Je vais en venir au sujet qui a occupé déjà certaines interventions, c’est un grand sujet, puisque le montant de la facture d’abord en fait un grand sujet.

Le montant de la facture, sur lequel j’ai bien entendu que l’État serait appelé à se positionner, je le dis quand même ici de façon à ce que ce soit dit aussi simplement que cela. Pour l’instant, c’est-à-dire depuis 2009 et le discours de Nicolas Sarkozy au Havre, l’Etat n’a pas bougé, n’a pas indiqué de quelque façon que ce soit, fût-elle détournée, quel était ou quel serait le montant de son engagement sur un projet comme celui-là. Je pense que c’est un préalable important que d’avoir au moins des éléments, je ne demande pas une réponse définitive, mais au moins des éléments de réponse de l’État sur ce point.

La position des écologistes, je vous le dis honnêtement, et peut-être certains d’entre vous auront-ils du mal à le croire, n’est pas une position d’ayatollahs. Mais j’ai bien noté que Philippe Augier n’est pas là, je ne pourrai donc pas poursuivre avec lui ce passionnant dialogue.

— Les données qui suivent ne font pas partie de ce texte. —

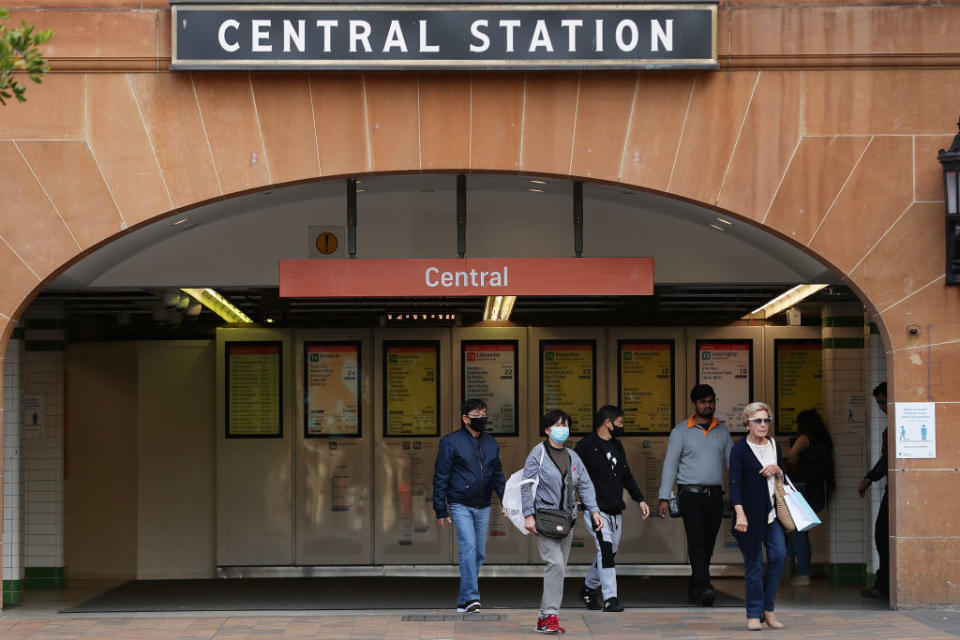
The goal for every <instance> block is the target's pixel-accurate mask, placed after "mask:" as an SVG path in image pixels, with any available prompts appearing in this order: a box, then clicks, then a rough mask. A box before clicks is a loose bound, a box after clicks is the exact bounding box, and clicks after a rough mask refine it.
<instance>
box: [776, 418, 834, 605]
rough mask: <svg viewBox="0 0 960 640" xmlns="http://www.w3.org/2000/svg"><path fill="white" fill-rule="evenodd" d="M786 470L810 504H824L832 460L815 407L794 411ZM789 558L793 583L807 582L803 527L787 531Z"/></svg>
mask: <svg viewBox="0 0 960 640" xmlns="http://www.w3.org/2000/svg"><path fill="white" fill-rule="evenodd" d="M787 471H788V472H789V473H790V480H792V481H793V484H794V486H796V488H797V489H798V490H799V491H800V493H802V494H803V497H804V498H806V499H807V502H808V503H809V504H810V508H811V509H813V510H814V512H816V513H820V512H821V511H823V509H824V508H825V507H826V506H827V502H828V501H829V500H830V496H831V495H832V494H833V490H834V489H836V486H837V478H836V469H835V467H834V464H833V438H831V437H830V433H829V432H828V431H827V425H826V424H824V422H823V418H821V417H820V414H819V413H817V410H816V409H807V410H806V411H801V412H800V413H798V414H797V439H796V440H795V441H794V443H793V447H791V448H790V453H788V454H787ZM788 553H789V556H790V558H791V559H793V558H794V557H796V560H797V575H796V576H794V578H793V580H791V581H790V584H791V585H794V586H807V585H809V584H810V556H811V551H810V536H809V535H808V533H807V532H806V531H794V532H793V533H791V534H790V550H789V552H788Z"/></svg>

Notre position est le fruit d’une longue réflexion, d’une réflexion sur ce que sera le monde, sur ce que sera en tout cas le contexte dans lequel nous serons amenés à intervenir à la date où l’on nous parle de la mise en service de la LGV, à savoir 2020. Je vais faire distribuer, si c’est possible, une petite revue de presse, simplement pour illustrer de quelle façon nous avons réfléchi à ce sujet.

Ce sont des articles de presse que j’ai piochés exclusivement dans les journaux parus la semaine où le comité de pilotage s’est réuni et nous a annoncé les premières fourchettes de chiffrage, entre 9 et 13 milliards. Ce sont donc des articles récents, des derniers jours et qui, au fond, pour la plupart d’entre eux, si vous les prenez isolément, ne disent pas forcément beaucoup. Si vous les reliez les uns aux autres, là vous avez quelque chose qui commence à dessiner un paysage un petit peu plus cohérent. Vous avez cet article paru par exemple dans Ouest France sur la manière dont l’essence plombe le budget des jeunes, notamment étudiants, et la façon dont ils doivent arbitrer leur propre budget, souvent modeste, est parfois très difficile.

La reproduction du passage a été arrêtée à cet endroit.